I people-watch while I wait and let the city's energy settle around me. Woodsmoke and bright tomato; the smell hits me before I see it. The waiter sets a piping hot pizza down in front of me and it pains me to wait for it to be cool enough to touch.

The moan following the first bite is easy to excuse. After a rude awakening to suffer through another terrible plane meal, it’s only expected. The second and third bites feel downright sinful. Flavor bursts along my tastebuds—sauce sweet and salty in the best way. The dough has a rougher texture on the bottom where they’ve either floured it or added something to stop it from sticking to the base of the oven. Fresh basil lends an earthy and sweet distraction to the richness of fresh mozzarella, torn off into bubbling balls of decadence.
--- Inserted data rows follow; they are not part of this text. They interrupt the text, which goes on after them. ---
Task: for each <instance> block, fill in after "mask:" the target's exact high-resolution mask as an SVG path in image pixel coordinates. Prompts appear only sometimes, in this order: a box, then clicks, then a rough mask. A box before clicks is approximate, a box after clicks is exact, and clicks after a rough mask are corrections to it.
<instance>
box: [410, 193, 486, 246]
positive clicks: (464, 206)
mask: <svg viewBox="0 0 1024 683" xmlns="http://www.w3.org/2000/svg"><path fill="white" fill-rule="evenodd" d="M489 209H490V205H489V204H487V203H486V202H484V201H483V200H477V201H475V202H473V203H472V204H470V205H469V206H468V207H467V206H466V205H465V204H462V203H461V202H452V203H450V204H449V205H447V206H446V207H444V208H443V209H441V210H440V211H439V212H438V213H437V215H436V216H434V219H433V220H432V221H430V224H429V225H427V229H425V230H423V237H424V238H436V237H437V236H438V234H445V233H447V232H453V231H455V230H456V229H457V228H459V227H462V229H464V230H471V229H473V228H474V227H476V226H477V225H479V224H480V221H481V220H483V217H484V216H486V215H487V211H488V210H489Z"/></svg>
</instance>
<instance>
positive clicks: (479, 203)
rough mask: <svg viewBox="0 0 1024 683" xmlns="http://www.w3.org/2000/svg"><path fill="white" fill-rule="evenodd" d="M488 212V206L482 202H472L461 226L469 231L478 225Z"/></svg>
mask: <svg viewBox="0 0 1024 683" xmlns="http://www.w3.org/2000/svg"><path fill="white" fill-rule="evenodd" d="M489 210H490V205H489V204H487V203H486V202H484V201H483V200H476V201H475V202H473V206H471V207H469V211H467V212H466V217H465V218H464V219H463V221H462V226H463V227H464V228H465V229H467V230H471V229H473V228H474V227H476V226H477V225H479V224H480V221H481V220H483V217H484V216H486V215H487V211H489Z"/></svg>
Jesus Christ. Did I just fall in love with a pizza slice?

I force myself to take a break from devouring food to look up my best option for travel—no direct flights from Naples to any airport in Puglia. The train is an extensive journey, which leaves buses. I’m very tempted to find a driver who will take me all the way, but the rolled-up contract in my backpack hangs heavy.

I haven’t looked at it yet. Seeing my father’s birth name on it left me with a feeling I didn’t want to examine back in New York. It can wait a little longer, right?

Takeovers and dismantling corporations can’t happen on an empty stomach. This has nothing to do with me being scared shitless and wondering for the first time what I’ve gotten myself into. Looking before leaping might have been a good idea. How the hell am I going to manage this in three months? Part of me is unconvinced I want the CEO title, but that was when I had time to decide. The board forced me into a corner and I can either rise to the occasion, or…

Be the fuck up everyone expects you to be.

I don’t have much going for me, it’s true. But perhaps this can be my chance to do something outside my father’s scope. Thomas Palmer was well-known in New York. But here… here my father was Tommaso de Palma and his only legacy is rolled up into an agreement close to thirty years old.

I could make it mine, could find a space where I fit without having to self-medicate and plaster on a smile. This could be fulfilling. At least I might have something to fall back on if I fail at being CEO—besides vices.

Sucking it up, I book the bus ticket. Matt Palmer hasn’t taken a bus before. He’s a spoiled asshole whose only talent is finding trouble. Today, and for the rest of the summer, I’m determined to be more than just Matt Palmer. What that means remains to be seen.

A handful of sweltering hours later, I step off the crowded bus into a town called Taranto. The sun-kissed edge of the coast glistens in invitation. My first impression of Puglia is sunlight and sensation. Heat leaves my limbs languid—the daylight baking onto my skin—and the wind offers a kiss to temper the bite. The air tastes different here, unburdened by smog and fumes. A summer breeze dances around me, laced with freesia and the hint of rich, tilled earth. It’s like a fucking postcard, and all I can think is I’ve had all this waiting for me and never knew. So close, yet so far.